HashMap collision speed (regression 7->8)
Peter Levart
peter.levart at gmail.com
Tue Jan 13 15:51:01 UTC 2015
On 01/13/2015 12:36 PM, Doug Lea wrote:
> On 01/12/2015 05:12 PM, Peter Levart wrote:
>> Hi,
>>
>> I added results obtained with JDK 8 (FCS and u20) - same machine,
>> same VM
>> options, just different JDKs:
>
> Thanks very much. It remains a mystery why the original report
> by Bernd showed a 40% difference from jdk7. The approx 10% hit
> seen in these more careful measurements is about what we
> expected as the intended tradeoff for avoiding DOS attacks
> and better performance in more common cases. There are
> still some tweaky improvements we should keep exploring,
> but I don't think there's any need for fundamental changes.
>
> -Doug
Perhaps it was because of different HW. I ran the tests on Intel® Core™
i7-2600K CPU with 8 MB of Cache. I wonder what Bernd used.
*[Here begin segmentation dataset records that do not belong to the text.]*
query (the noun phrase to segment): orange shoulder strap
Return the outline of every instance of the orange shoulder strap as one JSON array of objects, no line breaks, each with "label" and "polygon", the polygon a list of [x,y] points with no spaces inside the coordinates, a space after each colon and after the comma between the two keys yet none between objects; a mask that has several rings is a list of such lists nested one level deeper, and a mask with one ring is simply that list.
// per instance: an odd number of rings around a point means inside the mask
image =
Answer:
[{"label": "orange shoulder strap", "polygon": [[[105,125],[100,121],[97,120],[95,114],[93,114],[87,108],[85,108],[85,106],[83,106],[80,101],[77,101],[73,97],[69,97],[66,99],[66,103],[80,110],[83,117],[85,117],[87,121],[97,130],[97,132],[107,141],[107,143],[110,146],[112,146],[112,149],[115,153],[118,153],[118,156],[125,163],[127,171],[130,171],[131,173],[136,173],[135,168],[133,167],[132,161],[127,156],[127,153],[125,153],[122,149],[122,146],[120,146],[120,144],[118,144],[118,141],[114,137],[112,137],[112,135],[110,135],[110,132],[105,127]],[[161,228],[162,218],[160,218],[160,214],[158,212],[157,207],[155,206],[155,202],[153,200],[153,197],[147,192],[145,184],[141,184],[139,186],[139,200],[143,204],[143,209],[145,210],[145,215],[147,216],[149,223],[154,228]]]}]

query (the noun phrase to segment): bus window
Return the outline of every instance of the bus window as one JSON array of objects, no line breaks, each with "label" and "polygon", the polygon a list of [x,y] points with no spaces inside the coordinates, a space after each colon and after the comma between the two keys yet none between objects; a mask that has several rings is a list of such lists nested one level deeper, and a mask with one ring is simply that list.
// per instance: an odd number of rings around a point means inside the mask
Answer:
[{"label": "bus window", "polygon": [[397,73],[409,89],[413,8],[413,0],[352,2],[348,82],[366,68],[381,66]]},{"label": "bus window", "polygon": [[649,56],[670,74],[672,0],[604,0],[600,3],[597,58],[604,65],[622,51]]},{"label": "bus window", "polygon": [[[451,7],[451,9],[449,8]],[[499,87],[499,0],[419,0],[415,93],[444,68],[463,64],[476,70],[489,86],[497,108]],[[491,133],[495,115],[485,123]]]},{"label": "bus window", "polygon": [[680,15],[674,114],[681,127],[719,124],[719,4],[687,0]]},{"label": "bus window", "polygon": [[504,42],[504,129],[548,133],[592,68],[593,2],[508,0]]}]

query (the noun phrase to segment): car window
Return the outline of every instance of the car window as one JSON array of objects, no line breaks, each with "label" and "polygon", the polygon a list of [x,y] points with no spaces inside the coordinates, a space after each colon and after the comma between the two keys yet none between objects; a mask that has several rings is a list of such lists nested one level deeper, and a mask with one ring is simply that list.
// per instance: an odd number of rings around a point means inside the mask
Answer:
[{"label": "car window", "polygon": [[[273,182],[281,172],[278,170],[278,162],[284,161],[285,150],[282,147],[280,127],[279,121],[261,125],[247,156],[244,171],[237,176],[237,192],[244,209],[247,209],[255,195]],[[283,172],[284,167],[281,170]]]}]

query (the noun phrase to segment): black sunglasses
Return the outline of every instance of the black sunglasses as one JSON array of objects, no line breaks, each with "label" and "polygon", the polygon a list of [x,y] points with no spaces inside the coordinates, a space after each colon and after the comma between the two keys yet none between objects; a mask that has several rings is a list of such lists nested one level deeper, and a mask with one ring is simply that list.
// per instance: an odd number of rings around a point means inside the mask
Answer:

The number of
different keys is 250.000, they are accessed randomly in a loop. Such
HashMap consists of majority of TreeNode(s). TreeNode(s) have 9
reference fields + int and boolean. I don't claim that such HashMap fits
intirely into Cache, but half of it perhaps does. Maybe it is just that
cache-hit ratio was larger on my HW than on Bernd's and that Bernd's
cache was thrashing more than mine. With JDK 7 (normal Nodes have just 3
reference fields + int) such HashMap has roughly half the memory footprint.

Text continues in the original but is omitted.